The first automated notification was made to the Onshape Operations team at 14:49 UTC. The Operations team immediately began our Incident Response (IR) process.
The service presented customers with failures to sign in, failures to open models and frequent support code errors for users in all regions. The Onshape status page at https://status.onshape.com was updated at 14:53 UTC. Information about this incident and all historical incidents can be found on that site.
IR team members discovered that there were a very large number of a few specific server types running. One of our internal messaging systems and one of our database clusters were experiencing very high CPU load.
We began to suspect a runaway auto-scaling service to be the cause of at least some of the issues. Disabling the auto-scaling service for specific server type helped achieve some stability. Termination of the excessive server instances restored the service to normal operation.
The cause of the spike in instance creation (and the overloading of our messaging and database services) was a recent auto-scaling service change which was designed to accelerate the launching of some instances.
The auto-scaling service running this change started too many instances and overwhelmed several other parts of the service.
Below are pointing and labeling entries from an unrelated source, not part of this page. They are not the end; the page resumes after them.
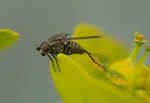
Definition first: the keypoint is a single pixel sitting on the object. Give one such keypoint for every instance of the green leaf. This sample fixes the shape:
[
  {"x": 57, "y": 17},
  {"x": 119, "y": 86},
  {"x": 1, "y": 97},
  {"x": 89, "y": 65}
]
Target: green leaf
[
  {"x": 76, "y": 85},
  {"x": 7, "y": 38}
]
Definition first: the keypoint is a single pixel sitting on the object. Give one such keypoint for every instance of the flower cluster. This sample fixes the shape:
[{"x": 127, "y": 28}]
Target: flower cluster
[{"x": 82, "y": 81}]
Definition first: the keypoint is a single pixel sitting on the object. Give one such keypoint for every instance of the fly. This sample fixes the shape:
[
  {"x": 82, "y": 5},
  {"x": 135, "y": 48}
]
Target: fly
[{"x": 62, "y": 44}]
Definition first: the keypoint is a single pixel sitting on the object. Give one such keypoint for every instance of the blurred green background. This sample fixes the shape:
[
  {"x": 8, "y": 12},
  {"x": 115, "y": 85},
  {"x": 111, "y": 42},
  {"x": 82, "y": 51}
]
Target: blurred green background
[{"x": 24, "y": 74}]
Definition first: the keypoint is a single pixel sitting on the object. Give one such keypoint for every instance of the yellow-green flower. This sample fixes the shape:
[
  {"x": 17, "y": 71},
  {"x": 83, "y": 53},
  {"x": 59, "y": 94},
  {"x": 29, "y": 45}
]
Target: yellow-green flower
[{"x": 82, "y": 81}]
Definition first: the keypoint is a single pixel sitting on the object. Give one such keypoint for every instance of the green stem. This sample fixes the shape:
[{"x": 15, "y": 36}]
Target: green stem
[
  {"x": 134, "y": 52},
  {"x": 142, "y": 59}
]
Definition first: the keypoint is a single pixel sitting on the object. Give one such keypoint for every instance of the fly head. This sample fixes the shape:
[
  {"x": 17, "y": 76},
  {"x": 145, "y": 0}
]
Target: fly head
[{"x": 44, "y": 47}]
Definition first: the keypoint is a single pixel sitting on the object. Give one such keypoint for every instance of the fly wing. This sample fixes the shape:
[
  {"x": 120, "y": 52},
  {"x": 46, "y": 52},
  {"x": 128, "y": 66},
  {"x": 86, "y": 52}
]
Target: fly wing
[
  {"x": 88, "y": 37},
  {"x": 58, "y": 38}
]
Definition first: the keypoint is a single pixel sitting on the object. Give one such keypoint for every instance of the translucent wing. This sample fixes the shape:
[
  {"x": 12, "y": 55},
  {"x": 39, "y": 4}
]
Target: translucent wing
[{"x": 88, "y": 37}]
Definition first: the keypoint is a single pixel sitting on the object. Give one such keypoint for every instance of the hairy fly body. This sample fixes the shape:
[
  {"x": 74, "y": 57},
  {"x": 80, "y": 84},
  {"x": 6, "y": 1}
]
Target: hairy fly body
[{"x": 62, "y": 44}]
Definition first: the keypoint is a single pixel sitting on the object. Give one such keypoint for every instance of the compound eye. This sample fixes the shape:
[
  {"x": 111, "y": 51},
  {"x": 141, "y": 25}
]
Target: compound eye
[
  {"x": 45, "y": 47},
  {"x": 42, "y": 54}
]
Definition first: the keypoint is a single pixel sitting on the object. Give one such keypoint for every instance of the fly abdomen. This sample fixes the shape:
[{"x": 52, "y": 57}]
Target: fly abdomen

Increase the resiliency of our messaging and database services against too many internal client sessions.
Add governors to our auto-scaling services and our deployment service to prevent runaway instance requests.
Some customers still don’t know about https://status.onshape.com. We should consider additional places in the UI to point users at the status page when we are experiencing failures.
We need to load test all of our services with too many database clients (servers), not just too many requests.
Overall the IR worked well. There were still customers that were unaware of the status page. We should add Twitter notifications for large outages. We need to decide if it’s the same criteria for updating the status page or if there is a higher bar. The primary goal of the tweet should be to point users at the status page.
We are truly sorry for the loss of productivity. We take the availability of the Onshape service seriously and we didn’t meet your expectations or ours. We will learn from this and use it to improve the service we provide to you.